Jesus ist diesen Weg vorangegangen. Auch für ihn war dieser Weg nicht leicht. Darum sagte er:
Jetzt ist meine Seele erschüttert.
Aber auch in dieser Erschütterung war für ihn klar, dass es nicht richtig sein kann, aus „dieser Stunde“, d. h. aus der „Stunde“ seines Leidens und Sterbens, gerettet werden zu wollen. Der Weg Gottes war die Hingabe bis in den Tod. Für Jesus war das Ziel nicht, seine eigene Haut zu retten, sondern den Namen seines Vaters zu verherrlichen. Diese Verherrlichung sollte durch Jesu Tod und Auferstehung geschehen.
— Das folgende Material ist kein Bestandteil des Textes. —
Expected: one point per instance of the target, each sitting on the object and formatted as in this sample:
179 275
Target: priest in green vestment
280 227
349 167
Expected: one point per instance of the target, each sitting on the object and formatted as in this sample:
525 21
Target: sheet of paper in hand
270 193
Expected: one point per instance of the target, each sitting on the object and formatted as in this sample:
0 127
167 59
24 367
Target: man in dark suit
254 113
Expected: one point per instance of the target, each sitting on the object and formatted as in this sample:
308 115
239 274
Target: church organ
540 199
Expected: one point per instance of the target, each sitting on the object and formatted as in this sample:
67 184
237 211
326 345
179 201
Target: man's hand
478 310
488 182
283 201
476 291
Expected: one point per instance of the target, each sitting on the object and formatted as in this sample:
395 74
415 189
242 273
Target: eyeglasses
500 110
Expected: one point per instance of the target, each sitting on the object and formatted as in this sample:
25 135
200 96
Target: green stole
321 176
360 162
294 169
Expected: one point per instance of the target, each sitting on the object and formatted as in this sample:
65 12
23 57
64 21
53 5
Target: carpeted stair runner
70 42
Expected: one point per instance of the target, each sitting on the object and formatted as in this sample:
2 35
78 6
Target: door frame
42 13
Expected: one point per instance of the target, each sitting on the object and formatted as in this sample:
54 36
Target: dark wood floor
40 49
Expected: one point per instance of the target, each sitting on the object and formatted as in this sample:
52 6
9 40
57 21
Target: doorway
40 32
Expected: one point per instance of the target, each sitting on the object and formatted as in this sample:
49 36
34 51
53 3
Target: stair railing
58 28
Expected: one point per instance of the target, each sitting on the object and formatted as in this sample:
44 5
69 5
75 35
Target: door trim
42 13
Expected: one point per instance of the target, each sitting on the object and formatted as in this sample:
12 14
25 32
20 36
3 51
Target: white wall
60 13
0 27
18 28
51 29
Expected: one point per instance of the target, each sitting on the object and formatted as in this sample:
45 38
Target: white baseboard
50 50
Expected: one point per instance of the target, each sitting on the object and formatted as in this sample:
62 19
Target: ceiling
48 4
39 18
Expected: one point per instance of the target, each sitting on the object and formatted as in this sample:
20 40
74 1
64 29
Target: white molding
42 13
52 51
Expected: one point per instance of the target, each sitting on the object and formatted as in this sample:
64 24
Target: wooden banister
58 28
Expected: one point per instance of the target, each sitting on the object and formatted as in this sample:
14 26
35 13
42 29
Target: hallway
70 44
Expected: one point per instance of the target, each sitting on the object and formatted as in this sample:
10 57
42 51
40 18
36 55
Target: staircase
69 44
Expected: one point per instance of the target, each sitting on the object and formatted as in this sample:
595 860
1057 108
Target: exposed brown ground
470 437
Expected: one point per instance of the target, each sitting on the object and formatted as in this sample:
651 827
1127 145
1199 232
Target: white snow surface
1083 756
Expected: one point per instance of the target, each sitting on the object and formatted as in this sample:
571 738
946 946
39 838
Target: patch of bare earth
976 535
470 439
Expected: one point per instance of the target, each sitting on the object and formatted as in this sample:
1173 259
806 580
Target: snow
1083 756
Darum war die Bitte Jesu, dass sein Vater seinen Namen verherrlichen sollte. In dieser Situation gab es eine Antwort vom Himmel, die für die Anwesenden eine Hilfe sein sollte.
Danach kam Jesus auf eine weitere Dimension seines Todes zu sprechen: den Sieg über den Herrscher oder Fürsten dieser Welt, über den Widersacher Gottes, der hinausgeworfen werden sollte. Der Widersacher, der in seinem Stolz gegen Gott rebelliert hat, wird durch die Demut des Menschensohnes besiegt. Der Vater der Lüge, der Menschenmörder von Anfang an (Johannes 8,44), wird durch Jesus besiegt, der die Wahrheit (Johannes 14,6) und die Menschenfreundlichkeit Gottes (Titus 3,4) in Person ist.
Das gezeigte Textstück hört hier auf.